Evaluating health status in a man may be as simple as evaluating his semen.  A new study, published in the journal Fertility and Sterility, looked at the relationship between semen production and medical conditions.  Looking at over 9,000 men evaluated for infertility between 1994 and 2011, researchers found that 44 percent of these men also had one diagnosis unrelated to infertility.

Men with a higher rate of medical comorbidities had lower semen volume, concentration, motility, total sperm count, and morphology scores.  Even if they did not have diagnosed infertility, poor semen quality was correlated with other medical conditions.  Men with diseases of the endocrine, circulatory, genitourinary, and skin diseases all showed significantly higher rates of semen abnormalities.  Looking closer at diseases of the circulatory system, men with hypertensive disease, peripheral vascular and cerebrovascular disease, and nonischemic heart disease all displayed higher rates of semen abnormalities.

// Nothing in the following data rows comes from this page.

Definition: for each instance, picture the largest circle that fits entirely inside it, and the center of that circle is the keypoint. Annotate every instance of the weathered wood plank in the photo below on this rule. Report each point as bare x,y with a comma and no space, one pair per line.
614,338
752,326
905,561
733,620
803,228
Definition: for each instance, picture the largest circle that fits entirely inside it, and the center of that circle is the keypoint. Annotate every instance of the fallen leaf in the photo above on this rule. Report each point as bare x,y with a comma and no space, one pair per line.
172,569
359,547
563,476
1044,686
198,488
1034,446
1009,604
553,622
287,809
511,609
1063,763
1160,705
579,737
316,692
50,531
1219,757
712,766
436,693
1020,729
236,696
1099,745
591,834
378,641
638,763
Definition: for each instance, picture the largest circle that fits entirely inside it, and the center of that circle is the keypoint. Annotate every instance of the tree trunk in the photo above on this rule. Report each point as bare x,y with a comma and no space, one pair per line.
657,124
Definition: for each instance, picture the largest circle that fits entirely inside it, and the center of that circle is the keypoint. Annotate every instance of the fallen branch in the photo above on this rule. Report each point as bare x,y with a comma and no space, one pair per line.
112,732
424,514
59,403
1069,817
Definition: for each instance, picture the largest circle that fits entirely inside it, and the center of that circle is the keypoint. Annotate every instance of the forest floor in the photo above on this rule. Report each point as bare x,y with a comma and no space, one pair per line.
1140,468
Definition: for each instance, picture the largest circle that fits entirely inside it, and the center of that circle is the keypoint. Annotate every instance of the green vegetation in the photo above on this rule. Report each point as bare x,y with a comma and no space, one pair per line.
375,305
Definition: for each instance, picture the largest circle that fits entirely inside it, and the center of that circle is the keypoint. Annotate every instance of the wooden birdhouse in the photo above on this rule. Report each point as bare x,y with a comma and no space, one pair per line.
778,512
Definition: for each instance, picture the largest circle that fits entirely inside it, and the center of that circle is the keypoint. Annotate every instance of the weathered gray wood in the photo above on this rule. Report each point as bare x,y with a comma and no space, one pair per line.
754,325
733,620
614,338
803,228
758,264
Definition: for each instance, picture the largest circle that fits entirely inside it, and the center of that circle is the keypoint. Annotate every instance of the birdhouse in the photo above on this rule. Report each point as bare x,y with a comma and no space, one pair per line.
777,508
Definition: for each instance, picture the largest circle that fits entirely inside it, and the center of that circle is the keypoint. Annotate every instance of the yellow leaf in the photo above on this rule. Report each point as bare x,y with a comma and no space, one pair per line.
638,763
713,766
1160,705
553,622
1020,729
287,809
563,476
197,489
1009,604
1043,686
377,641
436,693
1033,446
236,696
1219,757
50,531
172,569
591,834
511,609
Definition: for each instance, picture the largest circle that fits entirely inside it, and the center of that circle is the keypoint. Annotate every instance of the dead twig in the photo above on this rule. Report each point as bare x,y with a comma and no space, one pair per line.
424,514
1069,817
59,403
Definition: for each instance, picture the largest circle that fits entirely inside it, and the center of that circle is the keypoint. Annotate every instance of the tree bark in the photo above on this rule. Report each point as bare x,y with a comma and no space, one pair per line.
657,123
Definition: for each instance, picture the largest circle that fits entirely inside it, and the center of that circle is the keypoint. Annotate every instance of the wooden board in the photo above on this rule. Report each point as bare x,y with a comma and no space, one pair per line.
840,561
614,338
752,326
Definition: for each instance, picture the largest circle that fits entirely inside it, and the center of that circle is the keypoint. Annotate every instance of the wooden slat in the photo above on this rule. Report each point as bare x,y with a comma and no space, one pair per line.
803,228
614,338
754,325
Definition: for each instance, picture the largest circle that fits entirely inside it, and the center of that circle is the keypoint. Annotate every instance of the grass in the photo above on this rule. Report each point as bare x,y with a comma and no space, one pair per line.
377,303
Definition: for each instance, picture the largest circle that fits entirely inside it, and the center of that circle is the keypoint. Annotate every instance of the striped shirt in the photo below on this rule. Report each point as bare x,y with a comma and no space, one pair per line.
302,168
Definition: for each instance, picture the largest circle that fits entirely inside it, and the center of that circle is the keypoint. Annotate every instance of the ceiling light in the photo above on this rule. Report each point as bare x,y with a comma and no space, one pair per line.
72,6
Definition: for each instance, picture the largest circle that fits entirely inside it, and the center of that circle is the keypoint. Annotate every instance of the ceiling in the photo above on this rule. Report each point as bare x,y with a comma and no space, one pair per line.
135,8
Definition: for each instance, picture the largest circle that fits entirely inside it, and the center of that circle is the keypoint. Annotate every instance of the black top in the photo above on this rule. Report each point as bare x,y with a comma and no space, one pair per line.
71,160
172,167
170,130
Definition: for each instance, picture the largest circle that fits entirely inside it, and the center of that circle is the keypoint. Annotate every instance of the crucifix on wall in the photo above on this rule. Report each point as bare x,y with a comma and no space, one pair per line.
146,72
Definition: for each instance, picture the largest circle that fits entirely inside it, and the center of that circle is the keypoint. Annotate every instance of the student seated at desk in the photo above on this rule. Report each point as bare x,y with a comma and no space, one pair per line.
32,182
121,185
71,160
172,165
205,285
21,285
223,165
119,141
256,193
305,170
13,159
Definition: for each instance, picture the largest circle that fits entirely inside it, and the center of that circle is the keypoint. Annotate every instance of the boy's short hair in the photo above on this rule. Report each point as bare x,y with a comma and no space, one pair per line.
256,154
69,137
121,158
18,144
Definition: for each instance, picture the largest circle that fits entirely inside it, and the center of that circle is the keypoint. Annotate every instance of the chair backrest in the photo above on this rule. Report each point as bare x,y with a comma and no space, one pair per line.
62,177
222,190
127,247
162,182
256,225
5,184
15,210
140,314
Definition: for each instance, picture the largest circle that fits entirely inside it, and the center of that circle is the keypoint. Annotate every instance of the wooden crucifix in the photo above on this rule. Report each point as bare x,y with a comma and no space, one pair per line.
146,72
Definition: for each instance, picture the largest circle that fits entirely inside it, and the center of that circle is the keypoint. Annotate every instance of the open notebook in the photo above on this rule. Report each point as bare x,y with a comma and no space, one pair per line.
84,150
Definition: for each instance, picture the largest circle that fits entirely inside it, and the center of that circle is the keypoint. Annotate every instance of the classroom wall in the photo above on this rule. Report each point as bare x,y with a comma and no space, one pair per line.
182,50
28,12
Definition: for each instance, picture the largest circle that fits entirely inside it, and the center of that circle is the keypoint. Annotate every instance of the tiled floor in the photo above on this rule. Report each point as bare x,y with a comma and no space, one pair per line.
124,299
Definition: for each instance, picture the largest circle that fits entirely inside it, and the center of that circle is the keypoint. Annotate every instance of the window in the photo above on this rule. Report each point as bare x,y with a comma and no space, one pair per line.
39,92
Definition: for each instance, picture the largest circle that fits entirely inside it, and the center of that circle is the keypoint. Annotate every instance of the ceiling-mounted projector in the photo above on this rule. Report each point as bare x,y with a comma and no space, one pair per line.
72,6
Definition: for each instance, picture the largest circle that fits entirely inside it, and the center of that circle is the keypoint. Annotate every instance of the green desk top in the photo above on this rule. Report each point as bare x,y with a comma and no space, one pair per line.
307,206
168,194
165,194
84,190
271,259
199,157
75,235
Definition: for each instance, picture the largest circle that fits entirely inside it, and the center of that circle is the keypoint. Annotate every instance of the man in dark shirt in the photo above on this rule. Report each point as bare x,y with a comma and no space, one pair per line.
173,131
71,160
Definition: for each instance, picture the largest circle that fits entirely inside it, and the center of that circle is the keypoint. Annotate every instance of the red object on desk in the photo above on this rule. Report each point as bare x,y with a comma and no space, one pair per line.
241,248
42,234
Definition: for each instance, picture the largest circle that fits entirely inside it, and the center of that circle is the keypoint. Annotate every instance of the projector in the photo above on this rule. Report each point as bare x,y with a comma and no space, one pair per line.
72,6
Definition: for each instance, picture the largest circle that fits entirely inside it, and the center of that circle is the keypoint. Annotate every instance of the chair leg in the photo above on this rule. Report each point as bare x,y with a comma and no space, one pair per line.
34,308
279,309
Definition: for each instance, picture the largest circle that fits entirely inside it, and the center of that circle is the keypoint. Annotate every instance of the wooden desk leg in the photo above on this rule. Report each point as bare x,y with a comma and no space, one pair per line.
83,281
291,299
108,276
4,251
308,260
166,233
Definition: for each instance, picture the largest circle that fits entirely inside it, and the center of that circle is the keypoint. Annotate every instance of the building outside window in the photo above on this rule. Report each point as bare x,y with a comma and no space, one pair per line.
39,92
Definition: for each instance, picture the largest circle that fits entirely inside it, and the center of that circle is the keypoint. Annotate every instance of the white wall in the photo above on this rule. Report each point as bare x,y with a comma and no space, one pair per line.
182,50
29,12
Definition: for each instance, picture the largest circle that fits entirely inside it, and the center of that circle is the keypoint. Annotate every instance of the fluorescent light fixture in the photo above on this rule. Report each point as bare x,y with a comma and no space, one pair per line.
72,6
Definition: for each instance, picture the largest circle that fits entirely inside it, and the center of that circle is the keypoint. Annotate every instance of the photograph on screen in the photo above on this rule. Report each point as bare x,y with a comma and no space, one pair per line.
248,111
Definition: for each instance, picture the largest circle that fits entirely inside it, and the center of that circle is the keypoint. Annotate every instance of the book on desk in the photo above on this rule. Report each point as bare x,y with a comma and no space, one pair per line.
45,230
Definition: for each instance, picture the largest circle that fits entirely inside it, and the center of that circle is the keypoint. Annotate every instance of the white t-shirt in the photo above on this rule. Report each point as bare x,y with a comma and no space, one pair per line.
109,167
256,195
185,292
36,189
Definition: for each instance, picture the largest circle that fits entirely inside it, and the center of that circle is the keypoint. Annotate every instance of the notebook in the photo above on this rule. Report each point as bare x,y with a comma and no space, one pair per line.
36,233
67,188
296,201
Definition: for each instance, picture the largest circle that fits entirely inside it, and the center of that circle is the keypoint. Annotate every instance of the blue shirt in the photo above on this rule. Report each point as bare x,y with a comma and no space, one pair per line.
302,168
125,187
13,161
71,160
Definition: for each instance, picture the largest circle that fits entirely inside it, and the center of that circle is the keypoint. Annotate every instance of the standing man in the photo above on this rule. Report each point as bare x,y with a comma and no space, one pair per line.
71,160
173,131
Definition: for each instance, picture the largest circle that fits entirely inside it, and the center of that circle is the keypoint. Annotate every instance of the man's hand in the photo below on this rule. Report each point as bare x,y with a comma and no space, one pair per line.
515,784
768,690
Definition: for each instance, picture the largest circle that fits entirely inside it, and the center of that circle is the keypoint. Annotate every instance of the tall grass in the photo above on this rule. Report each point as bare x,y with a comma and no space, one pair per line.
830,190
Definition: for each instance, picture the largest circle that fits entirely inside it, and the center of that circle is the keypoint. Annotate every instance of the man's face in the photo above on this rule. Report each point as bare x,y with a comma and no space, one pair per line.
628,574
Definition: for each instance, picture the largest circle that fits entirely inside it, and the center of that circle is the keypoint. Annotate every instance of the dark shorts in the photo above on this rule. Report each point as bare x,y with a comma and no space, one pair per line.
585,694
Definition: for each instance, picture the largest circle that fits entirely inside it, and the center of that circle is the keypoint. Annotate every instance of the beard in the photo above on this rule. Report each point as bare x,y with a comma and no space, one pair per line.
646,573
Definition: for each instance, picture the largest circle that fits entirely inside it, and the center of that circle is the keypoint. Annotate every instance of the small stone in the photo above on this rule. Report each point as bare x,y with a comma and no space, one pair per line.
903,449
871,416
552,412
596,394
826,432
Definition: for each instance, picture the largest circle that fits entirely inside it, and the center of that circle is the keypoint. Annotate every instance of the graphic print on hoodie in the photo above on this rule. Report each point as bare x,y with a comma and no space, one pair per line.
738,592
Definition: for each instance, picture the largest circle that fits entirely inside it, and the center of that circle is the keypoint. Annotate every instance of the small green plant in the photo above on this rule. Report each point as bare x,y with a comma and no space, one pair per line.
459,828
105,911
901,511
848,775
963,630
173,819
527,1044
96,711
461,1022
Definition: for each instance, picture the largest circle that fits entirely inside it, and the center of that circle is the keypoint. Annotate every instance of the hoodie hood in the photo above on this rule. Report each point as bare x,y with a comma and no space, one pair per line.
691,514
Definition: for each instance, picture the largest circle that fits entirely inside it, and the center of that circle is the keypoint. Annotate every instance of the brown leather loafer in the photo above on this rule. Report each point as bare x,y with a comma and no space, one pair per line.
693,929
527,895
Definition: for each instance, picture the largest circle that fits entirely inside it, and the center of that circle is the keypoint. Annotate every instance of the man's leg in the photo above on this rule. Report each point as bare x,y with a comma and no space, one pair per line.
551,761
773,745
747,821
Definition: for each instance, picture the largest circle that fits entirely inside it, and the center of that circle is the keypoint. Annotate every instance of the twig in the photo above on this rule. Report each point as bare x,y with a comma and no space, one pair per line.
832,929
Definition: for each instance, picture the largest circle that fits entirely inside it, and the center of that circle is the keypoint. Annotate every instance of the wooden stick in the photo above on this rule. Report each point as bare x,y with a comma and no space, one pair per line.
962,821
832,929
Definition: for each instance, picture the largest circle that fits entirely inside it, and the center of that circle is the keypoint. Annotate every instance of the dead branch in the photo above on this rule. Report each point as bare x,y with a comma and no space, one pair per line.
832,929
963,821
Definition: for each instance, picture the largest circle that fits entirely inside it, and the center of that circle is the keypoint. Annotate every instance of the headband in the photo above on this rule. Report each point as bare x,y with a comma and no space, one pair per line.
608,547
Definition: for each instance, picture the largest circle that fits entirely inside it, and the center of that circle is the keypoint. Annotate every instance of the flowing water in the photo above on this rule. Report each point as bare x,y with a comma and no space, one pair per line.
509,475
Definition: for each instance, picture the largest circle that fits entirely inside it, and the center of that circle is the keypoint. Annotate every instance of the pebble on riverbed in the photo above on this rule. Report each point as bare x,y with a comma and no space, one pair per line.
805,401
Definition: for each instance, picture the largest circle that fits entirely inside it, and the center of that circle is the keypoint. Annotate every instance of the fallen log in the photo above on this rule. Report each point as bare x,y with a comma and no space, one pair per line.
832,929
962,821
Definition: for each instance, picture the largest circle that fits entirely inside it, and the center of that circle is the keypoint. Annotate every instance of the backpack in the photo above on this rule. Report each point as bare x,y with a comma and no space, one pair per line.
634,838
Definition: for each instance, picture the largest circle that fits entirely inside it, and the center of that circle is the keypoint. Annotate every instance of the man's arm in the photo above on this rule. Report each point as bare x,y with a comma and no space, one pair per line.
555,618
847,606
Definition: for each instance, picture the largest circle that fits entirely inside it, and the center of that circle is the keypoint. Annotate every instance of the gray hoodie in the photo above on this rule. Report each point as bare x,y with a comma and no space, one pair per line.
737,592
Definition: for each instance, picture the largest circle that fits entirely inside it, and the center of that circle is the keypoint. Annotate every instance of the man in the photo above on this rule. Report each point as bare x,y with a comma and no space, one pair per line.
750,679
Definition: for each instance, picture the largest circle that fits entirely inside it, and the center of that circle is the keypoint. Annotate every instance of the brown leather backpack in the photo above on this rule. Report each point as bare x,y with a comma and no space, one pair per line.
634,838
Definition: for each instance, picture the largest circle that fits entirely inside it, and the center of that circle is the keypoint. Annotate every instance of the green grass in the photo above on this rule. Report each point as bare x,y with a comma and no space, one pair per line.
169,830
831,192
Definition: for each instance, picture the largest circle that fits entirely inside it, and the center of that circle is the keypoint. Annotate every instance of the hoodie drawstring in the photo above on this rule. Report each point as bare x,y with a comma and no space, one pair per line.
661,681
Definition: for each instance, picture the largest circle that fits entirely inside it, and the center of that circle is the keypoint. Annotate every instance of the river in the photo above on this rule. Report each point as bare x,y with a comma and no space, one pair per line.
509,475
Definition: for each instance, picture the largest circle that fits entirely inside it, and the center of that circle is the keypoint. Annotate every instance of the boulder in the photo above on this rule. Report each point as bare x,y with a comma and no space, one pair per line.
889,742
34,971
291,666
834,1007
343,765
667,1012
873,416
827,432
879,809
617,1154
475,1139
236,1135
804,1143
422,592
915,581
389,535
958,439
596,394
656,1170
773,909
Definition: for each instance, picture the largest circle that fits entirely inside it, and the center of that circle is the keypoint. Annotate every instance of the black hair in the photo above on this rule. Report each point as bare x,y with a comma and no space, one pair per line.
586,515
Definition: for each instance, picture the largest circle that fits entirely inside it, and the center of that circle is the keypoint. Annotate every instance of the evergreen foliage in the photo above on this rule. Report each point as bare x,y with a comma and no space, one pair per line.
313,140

According to EurekAlert!, it is not surprising that there are relationships between reproductive and other health.  Approximately 15 percent of the genes in the human genome are directly connected to reproduction.  At the same time, the majority of these genes also play roles in other bodily functions and systems.

Semen quality can be affected by a variety of factors.  A study published in the International Journal of Occupational Medicine and Environmental Health found that a number of chemical and physical agents that are not naturally occurring, but are introduced and spread by humans, affect male fertility by impacting semen quality.  An earlier study in Fertility and Sterility also noted that work and life stress can adversely impact semen quality.